The Royal Law (James 2:8-13

If you really keep the royal law found in Scripture, “Love your neighbor as yourself,” you are doing right. But if you show favoritism, you sin and are convicted by the law as lawbreakers. 10 For whoever keeps the whole law and yet stumbles at just one point is guilty of breaking all of it. 11 For he who said, “You shall not commit adultery,” also said, “You shall not murder.” If you do not commit adultery but do commit murder, you have become a lawbreaker. 12 Speak and act as those who are going to be judged by the law that gives freedom, 13 because judgment without mercy will be shown to anyone who has not been merciful. Mercy triumphs over judgment.

James now calls on all Christians to obey the royal law, as he calls it, and love their neighbors, whoever they may be. This is the center of what God desires his people to be. If we show partiality to someone then we break this law, betray our faith in Jesus and commit a sin (9). In the Jewish world from which James emerges, breaking the law meant rebelling against God, placing our own will over his. Obeying God’s law, of course, brings eternal life and membership in his kingdom.

When James writes of respecting the law, he means all of it, as we see in the next two verses. He believes that if you claim you follow the law, and break one element of it, then you break all the law. Once again, we see his devoutly Jewish origins for this was a common belief in Judaism at the time. We should not, though, dismiss him as just a stickler for legal details. Rather, many Jews saw the law as the expression of God’s will for humanity and so keeping it meant that you oriented your life toward doing God’s will. Notice how he began the passage condemning favoritism, by which he means prejudice against the poor. But in verse eleven, he writes of two other sins: adultery and murder. We would see these as much more serious sins, but James sees them all as equal. They all show we do not love our neighbor and thus do not follow God’s will.

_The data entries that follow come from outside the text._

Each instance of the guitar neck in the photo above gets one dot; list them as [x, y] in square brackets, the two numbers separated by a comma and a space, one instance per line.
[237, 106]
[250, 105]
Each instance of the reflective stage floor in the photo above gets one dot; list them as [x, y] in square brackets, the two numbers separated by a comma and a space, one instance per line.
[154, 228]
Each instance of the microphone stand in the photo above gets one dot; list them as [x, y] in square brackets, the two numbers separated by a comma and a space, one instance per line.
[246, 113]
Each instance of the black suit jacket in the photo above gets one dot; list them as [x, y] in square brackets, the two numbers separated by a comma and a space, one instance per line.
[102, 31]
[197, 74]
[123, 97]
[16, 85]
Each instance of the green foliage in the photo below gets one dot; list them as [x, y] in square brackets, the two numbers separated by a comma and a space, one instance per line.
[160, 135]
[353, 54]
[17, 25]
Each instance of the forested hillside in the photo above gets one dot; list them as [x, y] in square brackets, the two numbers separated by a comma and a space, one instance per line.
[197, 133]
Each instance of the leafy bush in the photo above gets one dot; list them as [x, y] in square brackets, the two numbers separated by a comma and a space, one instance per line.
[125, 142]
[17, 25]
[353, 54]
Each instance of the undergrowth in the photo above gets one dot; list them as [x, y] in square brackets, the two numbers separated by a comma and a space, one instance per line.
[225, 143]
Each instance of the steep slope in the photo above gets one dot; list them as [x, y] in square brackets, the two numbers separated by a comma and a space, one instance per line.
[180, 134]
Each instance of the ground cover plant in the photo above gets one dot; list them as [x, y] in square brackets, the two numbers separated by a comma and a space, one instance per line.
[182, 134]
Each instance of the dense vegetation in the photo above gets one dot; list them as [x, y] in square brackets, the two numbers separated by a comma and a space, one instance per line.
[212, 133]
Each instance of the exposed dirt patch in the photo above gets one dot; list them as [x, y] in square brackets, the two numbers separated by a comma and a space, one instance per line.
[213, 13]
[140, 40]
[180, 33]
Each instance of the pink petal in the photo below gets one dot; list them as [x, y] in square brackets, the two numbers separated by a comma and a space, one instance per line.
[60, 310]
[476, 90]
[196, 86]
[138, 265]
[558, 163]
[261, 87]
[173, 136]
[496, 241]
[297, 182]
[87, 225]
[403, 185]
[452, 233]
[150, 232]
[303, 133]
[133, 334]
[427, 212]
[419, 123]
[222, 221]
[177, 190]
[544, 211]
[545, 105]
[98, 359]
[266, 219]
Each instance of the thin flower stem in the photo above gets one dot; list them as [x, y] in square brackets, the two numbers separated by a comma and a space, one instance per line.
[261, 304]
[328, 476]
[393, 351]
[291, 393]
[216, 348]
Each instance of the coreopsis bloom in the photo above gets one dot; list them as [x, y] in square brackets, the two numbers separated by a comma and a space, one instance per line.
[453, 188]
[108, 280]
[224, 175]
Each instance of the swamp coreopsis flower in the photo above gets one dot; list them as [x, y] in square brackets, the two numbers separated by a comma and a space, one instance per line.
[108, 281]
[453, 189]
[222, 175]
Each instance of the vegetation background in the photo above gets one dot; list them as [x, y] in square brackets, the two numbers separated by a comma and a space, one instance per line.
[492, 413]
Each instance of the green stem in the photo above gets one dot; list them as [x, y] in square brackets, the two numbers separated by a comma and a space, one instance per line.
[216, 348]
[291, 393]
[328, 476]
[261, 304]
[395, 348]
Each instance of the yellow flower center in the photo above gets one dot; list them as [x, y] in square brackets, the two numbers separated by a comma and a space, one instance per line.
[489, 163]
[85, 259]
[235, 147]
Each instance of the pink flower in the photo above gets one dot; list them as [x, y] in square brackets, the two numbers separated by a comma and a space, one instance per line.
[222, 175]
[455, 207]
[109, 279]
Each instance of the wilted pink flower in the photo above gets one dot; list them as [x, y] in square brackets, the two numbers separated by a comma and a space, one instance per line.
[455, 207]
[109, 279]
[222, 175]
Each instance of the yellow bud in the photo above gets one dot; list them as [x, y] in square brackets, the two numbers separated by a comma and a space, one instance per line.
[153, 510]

In the final verses here, James insists that those who do not show mercy will not be shown mercy. Obviously this echoes what Jesus says in Matthew 6:15 and what we repeat as part of the “Our Father”. James goes even further, asserting that “mercy triumphs over judgment.” If we show mercy to others then we have no reason to fear God’s judgment of us. This leads us into the next section of the letter which focuses on living our faith.